Closed dkozlov closed 8 months ago
Probably ID: nvidia0
instead of ID: GPU-3187374f-4d6c-93e6-9c79-c5567b3d9202
will solve this problem
I'll look a bit more into this, but this seems pretty much like a kubernetes / GCE bug. One workaround seems to be passing down "relative devices" but as soon as you look at this from a topology optimization angle this workaround breaks...

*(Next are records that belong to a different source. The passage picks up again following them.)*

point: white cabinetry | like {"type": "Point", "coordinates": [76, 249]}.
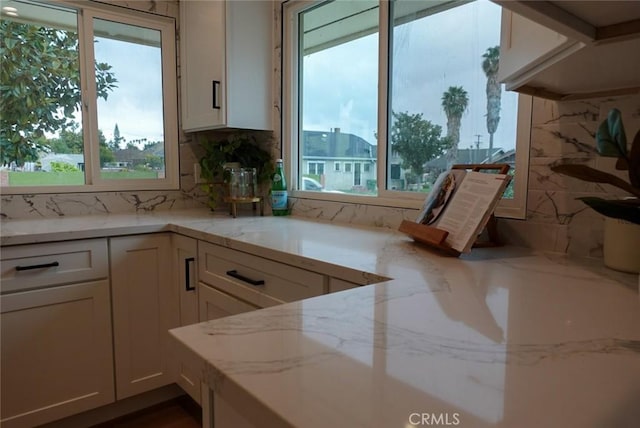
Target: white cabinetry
{"type": "Point", "coordinates": [215, 304]}
{"type": "Point", "coordinates": [336, 284]}
{"type": "Point", "coordinates": [566, 50]}
{"type": "Point", "coordinates": [144, 309]}
{"type": "Point", "coordinates": [225, 64]}
{"type": "Point", "coordinates": [527, 47]}
{"type": "Point", "coordinates": [185, 251]}
{"type": "Point", "coordinates": [56, 331]}
{"type": "Point", "coordinates": [256, 280]}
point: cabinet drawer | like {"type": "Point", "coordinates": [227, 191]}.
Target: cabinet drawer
{"type": "Point", "coordinates": [224, 268]}
{"type": "Point", "coordinates": [336, 285]}
{"type": "Point", "coordinates": [215, 304]}
{"type": "Point", "coordinates": [40, 265]}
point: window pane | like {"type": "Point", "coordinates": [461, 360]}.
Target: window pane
{"type": "Point", "coordinates": [338, 94]}
{"type": "Point", "coordinates": [40, 122]}
{"type": "Point", "coordinates": [446, 106]}
{"type": "Point", "coordinates": [130, 120]}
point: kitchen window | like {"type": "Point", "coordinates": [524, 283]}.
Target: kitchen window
{"type": "Point", "coordinates": [384, 87]}
{"type": "Point", "coordinates": [94, 106]}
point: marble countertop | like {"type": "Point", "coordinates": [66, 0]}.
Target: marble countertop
{"type": "Point", "coordinates": [498, 337]}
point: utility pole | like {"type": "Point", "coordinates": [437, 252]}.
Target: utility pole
{"type": "Point", "coordinates": [475, 155]}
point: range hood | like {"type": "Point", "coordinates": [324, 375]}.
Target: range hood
{"type": "Point", "coordinates": [595, 48]}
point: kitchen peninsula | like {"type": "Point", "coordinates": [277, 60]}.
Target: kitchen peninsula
{"type": "Point", "coordinates": [499, 337]}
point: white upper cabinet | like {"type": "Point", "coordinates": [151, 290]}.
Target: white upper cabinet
{"type": "Point", "coordinates": [566, 50]}
{"type": "Point", "coordinates": [225, 64]}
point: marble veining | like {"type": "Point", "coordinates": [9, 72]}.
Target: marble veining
{"type": "Point", "coordinates": [494, 336]}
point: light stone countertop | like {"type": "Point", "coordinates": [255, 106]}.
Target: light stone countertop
{"type": "Point", "coordinates": [499, 337]}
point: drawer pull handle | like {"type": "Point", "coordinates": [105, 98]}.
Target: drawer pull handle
{"type": "Point", "coordinates": [187, 274]}
{"type": "Point", "coordinates": [42, 266]}
{"type": "Point", "coordinates": [235, 274]}
{"type": "Point", "coordinates": [215, 84]}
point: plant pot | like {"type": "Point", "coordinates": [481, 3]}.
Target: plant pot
{"type": "Point", "coordinates": [621, 245]}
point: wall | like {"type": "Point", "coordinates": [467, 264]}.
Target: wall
{"type": "Point", "coordinates": [51, 205]}
{"type": "Point", "coordinates": [555, 220]}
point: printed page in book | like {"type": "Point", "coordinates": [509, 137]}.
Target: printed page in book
{"type": "Point", "coordinates": [441, 193]}
{"type": "Point", "coordinates": [470, 207]}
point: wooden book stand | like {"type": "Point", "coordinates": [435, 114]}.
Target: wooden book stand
{"type": "Point", "coordinates": [435, 238]}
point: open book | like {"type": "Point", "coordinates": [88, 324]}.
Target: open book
{"type": "Point", "coordinates": [461, 203]}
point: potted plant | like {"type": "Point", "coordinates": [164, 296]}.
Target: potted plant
{"type": "Point", "coordinates": [622, 216]}
{"type": "Point", "coordinates": [243, 149]}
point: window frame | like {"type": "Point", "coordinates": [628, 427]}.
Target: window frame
{"type": "Point", "coordinates": [166, 25]}
{"type": "Point", "coordinates": [291, 108]}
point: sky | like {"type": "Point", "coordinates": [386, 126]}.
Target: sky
{"type": "Point", "coordinates": [136, 104]}
{"type": "Point", "coordinates": [341, 83]}
{"type": "Point", "coordinates": [429, 55]}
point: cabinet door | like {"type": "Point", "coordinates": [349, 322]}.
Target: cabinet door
{"type": "Point", "coordinates": [56, 353]}
{"type": "Point", "coordinates": [225, 64]}
{"type": "Point", "coordinates": [185, 269]}
{"type": "Point", "coordinates": [215, 304]}
{"type": "Point", "coordinates": [202, 52]}
{"type": "Point", "coordinates": [185, 251]}
{"type": "Point", "coordinates": [145, 307]}
{"type": "Point", "coordinates": [527, 48]}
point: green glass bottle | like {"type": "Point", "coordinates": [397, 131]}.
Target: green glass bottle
{"type": "Point", "coordinates": [279, 192]}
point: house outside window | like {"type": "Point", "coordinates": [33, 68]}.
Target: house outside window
{"type": "Point", "coordinates": [404, 96]}
{"type": "Point", "coordinates": [105, 91]}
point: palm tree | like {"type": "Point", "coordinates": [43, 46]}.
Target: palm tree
{"type": "Point", "coordinates": [490, 66]}
{"type": "Point", "coordinates": [454, 103]}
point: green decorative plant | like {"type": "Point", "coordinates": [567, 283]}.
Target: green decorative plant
{"type": "Point", "coordinates": [243, 148]}
{"type": "Point", "coordinates": [611, 141]}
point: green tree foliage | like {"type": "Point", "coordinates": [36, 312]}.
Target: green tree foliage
{"type": "Point", "coordinates": [416, 141]}
{"type": "Point", "coordinates": [63, 167]}
{"type": "Point", "coordinates": [39, 87]}
{"type": "Point", "coordinates": [454, 102]}
{"type": "Point", "coordinates": [490, 66]}
{"type": "Point", "coordinates": [69, 141]}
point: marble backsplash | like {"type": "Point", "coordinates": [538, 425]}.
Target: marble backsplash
{"type": "Point", "coordinates": [555, 220]}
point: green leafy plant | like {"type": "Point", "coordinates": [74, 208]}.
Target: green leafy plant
{"type": "Point", "coordinates": [63, 167]}
{"type": "Point", "coordinates": [611, 141]}
{"type": "Point", "coordinates": [243, 148]}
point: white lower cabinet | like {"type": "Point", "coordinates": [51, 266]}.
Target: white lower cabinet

I think it is also NVIDIA/k8s-device-plugin problem because the same issue could happen on any k8s installation if one of gpu goes down with host restart and pod related to crashed gpu will not be automatically restarted on the another healthy gpu. Probably you could reproduce this issue on bare metal sever by following steps: 1) stop one of gpu-node with attached gpu-pod 2) physically remove one of two gpu devices 3) start the node from step 1) 4) check out the status of gpu-pod (it should be successfully restarted)
@dkozlov I have just seen this error on Microsoft Azure after having stopped and started a VM of type Standard_NV6 (Nvidia Tesla M60). Stopping a VM deallocates the VM from the underlying hardware and starting it may run it on a different physical machine with a different GPU device id.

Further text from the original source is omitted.